Set aside time in the morning to have breakfast. Breakfast really is the most important meal of the day. We talked about that in our last article. (Read: Why You're Hungry for Lunch at 11 a.m.) That's definitely going to be compounded on a day like Purim. When you’re already unsatisfied and your blood sugars drop, it just makes mindless noshing inevitable.
Plan ahead to make breakfast happen on Purim day. Just like you make sure to hear the Megillah, make sure you eat a balanced meal. If you can't sit down to a real breakfast, just make yourself a shake in the morning. I come home from Megillah and as everyone is scrambling to get their costumes set, I’m scrambling eggs. Everyone in my house likes that breakfast, so it works for me. Find what works in your house, just try to make some sort of real meal happen. It'll make a huge difference in your whole day.

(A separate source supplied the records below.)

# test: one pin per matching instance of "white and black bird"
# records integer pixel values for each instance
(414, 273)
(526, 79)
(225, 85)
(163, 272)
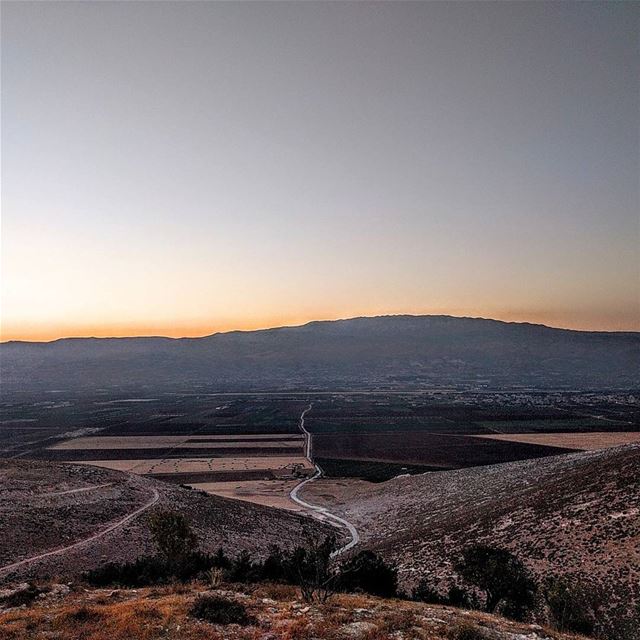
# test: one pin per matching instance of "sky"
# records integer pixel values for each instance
(181, 168)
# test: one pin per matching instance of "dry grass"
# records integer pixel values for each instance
(583, 441)
(152, 614)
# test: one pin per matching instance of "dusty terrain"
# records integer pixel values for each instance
(582, 441)
(573, 514)
(279, 615)
(272, 493)
(45, 507)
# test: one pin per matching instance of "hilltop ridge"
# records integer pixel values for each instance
(380, 352)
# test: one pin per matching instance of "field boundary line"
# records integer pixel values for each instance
(85, 541)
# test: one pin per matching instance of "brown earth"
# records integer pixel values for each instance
(152, 614)
(46, 506)
(575, 514)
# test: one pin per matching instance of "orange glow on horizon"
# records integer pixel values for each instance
(199, 329)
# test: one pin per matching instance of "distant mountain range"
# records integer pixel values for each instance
(379, 352)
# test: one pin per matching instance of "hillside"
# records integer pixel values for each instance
(575, 514)
(277, 614)
(46, 506)
(361, 352)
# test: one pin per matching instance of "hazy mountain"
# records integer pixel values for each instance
(361, 352)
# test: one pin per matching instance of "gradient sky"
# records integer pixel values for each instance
(179, 168)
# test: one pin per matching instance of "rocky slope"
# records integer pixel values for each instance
(575, 514)
(277, 615)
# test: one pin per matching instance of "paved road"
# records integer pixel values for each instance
(85, 541)
(324, 513)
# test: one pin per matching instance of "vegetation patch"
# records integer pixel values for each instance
(218, 610)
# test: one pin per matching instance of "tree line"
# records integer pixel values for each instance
(490, 579)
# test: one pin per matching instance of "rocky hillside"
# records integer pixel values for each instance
(275, 614)
(96, 515)
(575, 515)
(363, 352)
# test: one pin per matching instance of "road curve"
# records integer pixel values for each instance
(325, 513)
(85, 541)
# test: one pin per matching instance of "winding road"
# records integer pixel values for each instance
(323, 511)
(112, 526)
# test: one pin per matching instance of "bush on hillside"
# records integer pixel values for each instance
(369, 573)
(504, 579)
(572, 607)
(172, 535)
(217, 610)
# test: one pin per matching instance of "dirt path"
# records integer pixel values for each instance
(81, 490)
(323, 512)
(86, 541)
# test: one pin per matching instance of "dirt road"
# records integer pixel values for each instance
(322, 512)
(112, 526)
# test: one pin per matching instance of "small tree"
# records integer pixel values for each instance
(572, 606)
(312, 569)
(368, 572)
(424, 591)
(502, 577)
(243, 568)
(172, 535)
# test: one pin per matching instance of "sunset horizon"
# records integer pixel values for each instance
(201, 331)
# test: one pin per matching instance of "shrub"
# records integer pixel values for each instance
(572, 606)
(21, 596)
(502, 577)
(243, 569)
(217, 610)
(311, 568)
(172, 535)
(368, 572)
(274, 568)
(150, 570)
(465, 631)
(425, 592)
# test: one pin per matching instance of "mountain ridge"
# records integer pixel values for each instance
(310, 323)
(367, 352)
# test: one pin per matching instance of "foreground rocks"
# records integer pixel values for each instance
(276, 610)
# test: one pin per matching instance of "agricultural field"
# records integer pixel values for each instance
(249, 446)
(201, 441)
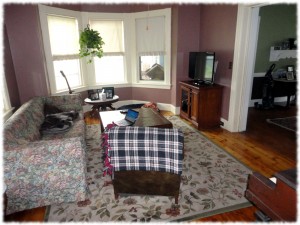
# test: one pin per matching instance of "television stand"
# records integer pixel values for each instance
(201, 82)
(201, 104)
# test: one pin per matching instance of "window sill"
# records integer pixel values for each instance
(156, 86)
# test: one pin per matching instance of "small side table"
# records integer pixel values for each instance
(98, 104)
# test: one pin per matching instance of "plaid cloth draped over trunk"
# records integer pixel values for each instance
(146, 148)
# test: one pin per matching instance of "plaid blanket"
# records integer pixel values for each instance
(146, 148)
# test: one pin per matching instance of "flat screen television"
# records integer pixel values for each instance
(202, 67)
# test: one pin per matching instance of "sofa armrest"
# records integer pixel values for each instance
(45, 172)
(66, 102)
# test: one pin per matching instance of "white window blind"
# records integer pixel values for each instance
(63, 34)
(64, 44)
(150, 35)
(111, 32)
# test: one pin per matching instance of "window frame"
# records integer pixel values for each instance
(131, 57)
(91, 80)
(136, 81)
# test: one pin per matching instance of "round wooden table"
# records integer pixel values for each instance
(98, 104)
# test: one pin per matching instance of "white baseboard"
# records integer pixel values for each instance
(276, 100)
(161, 106)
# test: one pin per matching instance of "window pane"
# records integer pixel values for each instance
(109, 69)
(111, 32)
(152, 68)
(64, 35)
(71, 69)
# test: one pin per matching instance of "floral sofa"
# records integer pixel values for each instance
(41, 170)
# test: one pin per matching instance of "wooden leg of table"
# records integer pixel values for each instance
(111, 107)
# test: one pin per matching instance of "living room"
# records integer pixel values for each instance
(25, 59)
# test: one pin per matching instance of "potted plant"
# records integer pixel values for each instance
(90, 44)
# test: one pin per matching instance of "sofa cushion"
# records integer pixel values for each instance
(78, 129)
(24, 125)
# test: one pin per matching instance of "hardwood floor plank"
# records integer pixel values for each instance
(264, 148)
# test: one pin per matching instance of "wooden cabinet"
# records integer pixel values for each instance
(201, 104)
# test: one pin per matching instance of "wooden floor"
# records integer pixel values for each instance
(264, 148)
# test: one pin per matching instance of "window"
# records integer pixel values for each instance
(110, 68)
(152, 67)
(5, 105)
(62, 32)
(137, 49)
(152, 31)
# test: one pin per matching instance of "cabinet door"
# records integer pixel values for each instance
(194, 105)
(185, 102)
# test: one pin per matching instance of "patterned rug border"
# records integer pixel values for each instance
(219, 146)
(279, 125)
(203, 214)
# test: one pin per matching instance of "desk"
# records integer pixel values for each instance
(281, 88)
(97, 104)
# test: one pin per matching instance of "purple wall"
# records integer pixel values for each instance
(219, 35)
(24, 34)
(188, 39)
(194, 27)
(10, 75)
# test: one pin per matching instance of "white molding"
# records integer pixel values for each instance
(239, 67)
(161, 106)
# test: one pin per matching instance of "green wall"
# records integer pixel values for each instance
(277, 24)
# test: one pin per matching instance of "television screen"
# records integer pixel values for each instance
(201, 66)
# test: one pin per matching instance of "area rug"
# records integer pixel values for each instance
(213, 182)
(288, 123)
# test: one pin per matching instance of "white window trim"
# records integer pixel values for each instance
(136, 82)
(130, 56)
(86, 17)
(44, 11)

Keep a water bottle with you and stay hydrated. I try to fill up at least two big water bottles with ice and water to keep in the car when we're running around delivering Mishloach Manot. Encourage your kids to drink water throughout the day; I do not believe in restricting their Mishloach Manot but I do encourage drinking water. Having a sugar-loaded, dehydrated kid is a recipe for a major meltdown. (Read: The 5 Worst Ways to Deal with Your Kids Purim Candy Cravings.)
Another good tip is to make sure that your Purim Seudah has real food. People tend to serve tons of finger foods at their Seudahs and forget about making healthy vegetables and stable proteins. Make sure to plan out your meal. If you're going to someone else’s Seudah, offer to bring something healthy. If you're making your own meal, try to plan a balanced menu with tasty, healthy options available.
Throughout the day, when all the goodies come in and you see something that you really want to enjoy, my best tip is saving it for a moment when you can actually savor it! Decide on a time either on Purim day itself or another day when you can sit down and thoroughly enjoy it. Don’t just eat the treat in the car in 20 seconds. You won’t even remember you had it!
Part of being satisfied is also an emotional experience. When you sit and have something that's enjoyable and delicious, if you actually taste it and savor each bite, one or two treats is enough. The reason we keep going for more and more is that we never really experienced it the first time around. So when you're going to enjoy a treat, really pay attention to the food – taste it, smell it, be in the moment. Enjoy the experience fully, and you will feel much more satisfied!
Hope these tips help you all experience a full ‘n free Purim!